Après Miss Québec, Miss Arabia? Soucieuse de doter sa communauté d'un visage, la Montréalaise Zahia Belbachir organisera samedi la première élection d'une Miss Arabia à Montréal. Une élection 100% coquetterie, 100% féminité et garantie sans hommes.

Le concept de Miss Arabia est inconnu ici, mais a déjà fait ses preuves en France. «Là-bas, c'est du banal. Miss Kabylie, Miss Arabia, Miss France, vous avez toutes les miss là-bas, même des Miss Patate Auvergne et des Miss fromage!» s'esclaffe Zahia Belbachir, Franco-Algérienne installée à Montréal depuis une dizaine d'années et organisatrice de l'élection. Les candidates sont âgées de 16 à 25 ans et sont issues des communautés musulmanes. Ce n'est pas leur physique qui compte, mais leur bagage, assure Mme Belbachir. «On ne cherche pas des filles de 1m80. Non. On veut changer l'idée de la femme parfaite qu'on voit dans les magazines», dit-elle.

Exit les traditionnels maillots de bain des Miss. Les prétendantes au titre défileront trois fois: d'abord dans le costume de leur pays d'origine, puis en robe blanche et enfin, en robe de soirée. Une façon de rendre hommage aux racines des jeunes filles, tout en faisant connaître la communauté musulmane. «Je veux que les femmes s'adaptent à la vie ici et fassent connaître notre culture auprès des autres communautés.» La soirée est ouverte aux femmes de tous horizons, mais jalousement fermée aux hommes. «Les femmes aimeraient bien porter des décolletés, des belles robes, des belles coiffures et je veux qu'elles soient à l'aise à 100%, qu'elles se défoulent!»

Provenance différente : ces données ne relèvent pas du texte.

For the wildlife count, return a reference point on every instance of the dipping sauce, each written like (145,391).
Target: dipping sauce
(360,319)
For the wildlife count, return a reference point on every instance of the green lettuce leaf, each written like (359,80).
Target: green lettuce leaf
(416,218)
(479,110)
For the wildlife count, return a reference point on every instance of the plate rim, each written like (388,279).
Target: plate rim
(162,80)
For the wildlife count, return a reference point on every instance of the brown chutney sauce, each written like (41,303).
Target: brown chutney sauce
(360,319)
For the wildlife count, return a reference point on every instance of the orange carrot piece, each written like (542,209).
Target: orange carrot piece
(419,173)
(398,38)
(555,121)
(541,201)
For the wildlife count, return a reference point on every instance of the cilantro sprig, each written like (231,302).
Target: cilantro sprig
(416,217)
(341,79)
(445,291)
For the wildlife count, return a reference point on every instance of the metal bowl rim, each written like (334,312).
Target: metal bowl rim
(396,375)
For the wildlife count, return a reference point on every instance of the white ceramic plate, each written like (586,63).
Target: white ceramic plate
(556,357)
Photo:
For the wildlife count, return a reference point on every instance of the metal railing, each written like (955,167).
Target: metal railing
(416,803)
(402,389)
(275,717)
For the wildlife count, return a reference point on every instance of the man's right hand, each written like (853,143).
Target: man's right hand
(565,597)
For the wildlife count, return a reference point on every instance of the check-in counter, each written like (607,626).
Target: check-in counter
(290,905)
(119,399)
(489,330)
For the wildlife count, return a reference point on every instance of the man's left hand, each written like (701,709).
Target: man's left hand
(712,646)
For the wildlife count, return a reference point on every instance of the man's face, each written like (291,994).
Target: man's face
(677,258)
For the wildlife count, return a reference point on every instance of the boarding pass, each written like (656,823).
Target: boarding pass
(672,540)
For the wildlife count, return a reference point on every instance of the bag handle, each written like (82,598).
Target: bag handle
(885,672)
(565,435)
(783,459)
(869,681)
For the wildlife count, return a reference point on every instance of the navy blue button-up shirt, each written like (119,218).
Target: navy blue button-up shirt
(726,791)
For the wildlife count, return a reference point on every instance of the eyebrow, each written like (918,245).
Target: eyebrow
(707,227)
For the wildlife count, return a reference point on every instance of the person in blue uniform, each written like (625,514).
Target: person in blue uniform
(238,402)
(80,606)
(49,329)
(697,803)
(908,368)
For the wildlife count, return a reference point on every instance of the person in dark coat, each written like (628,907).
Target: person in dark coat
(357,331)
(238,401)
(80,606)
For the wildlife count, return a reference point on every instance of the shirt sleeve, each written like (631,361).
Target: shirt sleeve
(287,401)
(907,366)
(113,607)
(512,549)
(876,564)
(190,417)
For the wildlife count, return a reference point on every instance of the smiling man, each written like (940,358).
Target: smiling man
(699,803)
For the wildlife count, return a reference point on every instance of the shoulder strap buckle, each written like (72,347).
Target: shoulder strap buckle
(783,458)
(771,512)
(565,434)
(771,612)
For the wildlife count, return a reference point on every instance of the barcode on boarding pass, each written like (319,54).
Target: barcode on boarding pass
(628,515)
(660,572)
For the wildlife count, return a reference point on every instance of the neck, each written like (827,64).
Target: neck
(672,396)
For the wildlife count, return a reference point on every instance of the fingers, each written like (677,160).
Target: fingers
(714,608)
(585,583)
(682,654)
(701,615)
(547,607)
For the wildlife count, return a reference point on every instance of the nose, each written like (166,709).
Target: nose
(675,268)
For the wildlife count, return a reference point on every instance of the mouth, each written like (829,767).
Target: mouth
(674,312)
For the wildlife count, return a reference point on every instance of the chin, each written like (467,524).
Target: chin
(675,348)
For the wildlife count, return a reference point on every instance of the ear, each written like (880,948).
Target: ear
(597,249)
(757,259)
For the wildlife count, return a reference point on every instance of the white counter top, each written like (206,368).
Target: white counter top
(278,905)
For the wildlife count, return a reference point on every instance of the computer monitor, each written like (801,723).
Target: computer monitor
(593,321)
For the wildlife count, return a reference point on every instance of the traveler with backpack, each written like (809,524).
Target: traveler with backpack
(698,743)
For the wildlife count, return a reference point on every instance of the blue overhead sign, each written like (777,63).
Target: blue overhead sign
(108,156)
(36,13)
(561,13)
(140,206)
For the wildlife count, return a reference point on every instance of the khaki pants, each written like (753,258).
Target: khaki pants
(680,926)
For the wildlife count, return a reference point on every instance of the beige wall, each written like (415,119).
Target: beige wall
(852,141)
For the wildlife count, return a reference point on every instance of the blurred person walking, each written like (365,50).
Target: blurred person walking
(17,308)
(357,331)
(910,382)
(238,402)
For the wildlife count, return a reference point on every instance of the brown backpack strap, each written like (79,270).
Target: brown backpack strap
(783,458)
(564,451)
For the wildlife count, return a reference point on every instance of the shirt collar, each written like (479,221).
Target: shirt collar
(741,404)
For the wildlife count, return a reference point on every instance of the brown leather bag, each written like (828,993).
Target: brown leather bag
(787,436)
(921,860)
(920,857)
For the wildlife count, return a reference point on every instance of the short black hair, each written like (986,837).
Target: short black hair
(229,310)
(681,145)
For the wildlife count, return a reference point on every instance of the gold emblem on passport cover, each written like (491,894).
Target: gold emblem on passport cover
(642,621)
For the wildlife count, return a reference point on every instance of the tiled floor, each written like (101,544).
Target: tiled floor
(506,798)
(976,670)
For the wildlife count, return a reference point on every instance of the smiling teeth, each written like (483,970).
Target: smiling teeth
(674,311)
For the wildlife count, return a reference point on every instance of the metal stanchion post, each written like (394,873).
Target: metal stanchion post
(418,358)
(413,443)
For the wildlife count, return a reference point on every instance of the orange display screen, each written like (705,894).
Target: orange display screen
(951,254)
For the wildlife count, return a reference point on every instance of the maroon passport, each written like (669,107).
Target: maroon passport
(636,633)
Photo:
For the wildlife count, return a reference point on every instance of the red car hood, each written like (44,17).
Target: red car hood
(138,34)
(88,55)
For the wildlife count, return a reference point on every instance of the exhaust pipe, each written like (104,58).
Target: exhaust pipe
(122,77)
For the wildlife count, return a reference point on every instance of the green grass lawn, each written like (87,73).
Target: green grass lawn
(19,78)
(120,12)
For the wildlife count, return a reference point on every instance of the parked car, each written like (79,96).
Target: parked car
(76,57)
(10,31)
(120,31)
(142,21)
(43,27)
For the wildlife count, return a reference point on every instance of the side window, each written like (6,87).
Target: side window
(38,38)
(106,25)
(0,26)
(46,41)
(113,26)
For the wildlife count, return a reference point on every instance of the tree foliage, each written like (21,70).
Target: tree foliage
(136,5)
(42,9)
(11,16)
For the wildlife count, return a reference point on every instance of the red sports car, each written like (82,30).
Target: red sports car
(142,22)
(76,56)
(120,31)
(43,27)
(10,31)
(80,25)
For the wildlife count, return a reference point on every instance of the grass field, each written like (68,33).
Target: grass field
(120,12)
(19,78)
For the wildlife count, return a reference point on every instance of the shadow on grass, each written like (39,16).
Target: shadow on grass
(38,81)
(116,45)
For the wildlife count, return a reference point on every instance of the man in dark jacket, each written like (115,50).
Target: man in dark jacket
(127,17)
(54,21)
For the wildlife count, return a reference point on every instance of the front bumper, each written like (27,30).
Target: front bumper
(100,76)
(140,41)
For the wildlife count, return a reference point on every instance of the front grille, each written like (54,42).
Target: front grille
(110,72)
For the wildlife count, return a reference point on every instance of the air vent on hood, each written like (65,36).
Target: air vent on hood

La coquetterie: entre tradition, religion et modernité

Dans sa boutique de la rue Bélanger, Zahia Belbachir propose des vêtements traditionnels algériens, des robes de soirée comme des robes de mariée. Zahia concilie islam et coquetterie, avec un certain succès. Depuis deux ans, sa boutique aux couleurs conviviales et chaleureuses attire les femmes en quête de vêtements compatibles avec le port du voile mais aussi de costumes traditionnels jusque-là introuvables à Montréal. «Je suis la première à faire ça. Au départ, je voulais faire du prêt-à-porter, et puis j'ai eu cette idée», explique-t-elle.

Le costume, pièce maîtresse de la garde-robe des femmes du Maghreb selon Mme Belbachir, est entièrement fait à la main, à Montréal. Mieux: elle n'hésite pas à adapter le costume aux besoins et exigences de sa clientèle. «Je fais pour toutes les communautés», revendique-t-elle. En boutique, le costume algérien avec sa veste en velours brodée et son sarouel doré suscite bien des convoitises. «Cet ensemble, je l'ai vendu à des Italiennes. J'aurais bien aimé leur vendre le sarouel avec, mais elles étaient pas trop habituées. Alors je leur ai fait autre chose: la mini-jupe. Y a pas de souci, s'amuse-t-elle. Même les hommes veulent que je leur fasse des costumes, comme Elvis Presley.»

Bas les voiles

Zahia Belbachir porte le voile depuis la mort de sa soeur, Hassiba, dans une prison américaine en 2005. Son décès avait suscité une vague d'indignation en Algérie, d'où la famille est originaire. Elle qui n'avait jamais porté le voile a alors senti le besoin de se rapprocher «des choses importantes». Le voile, toutefois, suscite son lot de préjugés, regrette-t-elle, sans perdre son sens de l'humour.

«Dès que tu es dehors avec le voile, les gens te regardent et se disent: «Ah la pauvre! Elle sort des cavernes». Mais désolée! Ça se peut que je vive mieux que toi (éclat de rire), lance-t-elle. J'en ai marre de cette idée, c'est un bout de tissu sur la tête, mais la personnalité elle est là. Quand une femme met une mini-jupe, personne ne lui demande pourquoi. Pourquoi moi, je dois toujours me justifier?»

Pour Mme Belbachir, le voile n'est pas un renoncement à la coquetterie. Loin de là. «C'est impossible que des femmes n'aiment pas la mode, le maquillage, la coquetterie. Impossible! Les femmes voilées sont coquettes à la maison. Quand je sors, je me parfume, je me maquille. Ce n'est pas pour les autres, c'est pour moi! Je m'en fous de ce que pensent les autres. Moi je suis à l'aise. Je n'ai pas envie de choquer, je veux passer inaperçue, être intégrée ici, tout en étant musulmane et fière de l'être», dit-elle.

L'élection de Miss Arabia aura lieu samedi, à partir de 18h, à la salle Le baron royal, au 6020 Jean-Talon Est.

La boutique Soucamelias est située au 4533, rue Bélanger.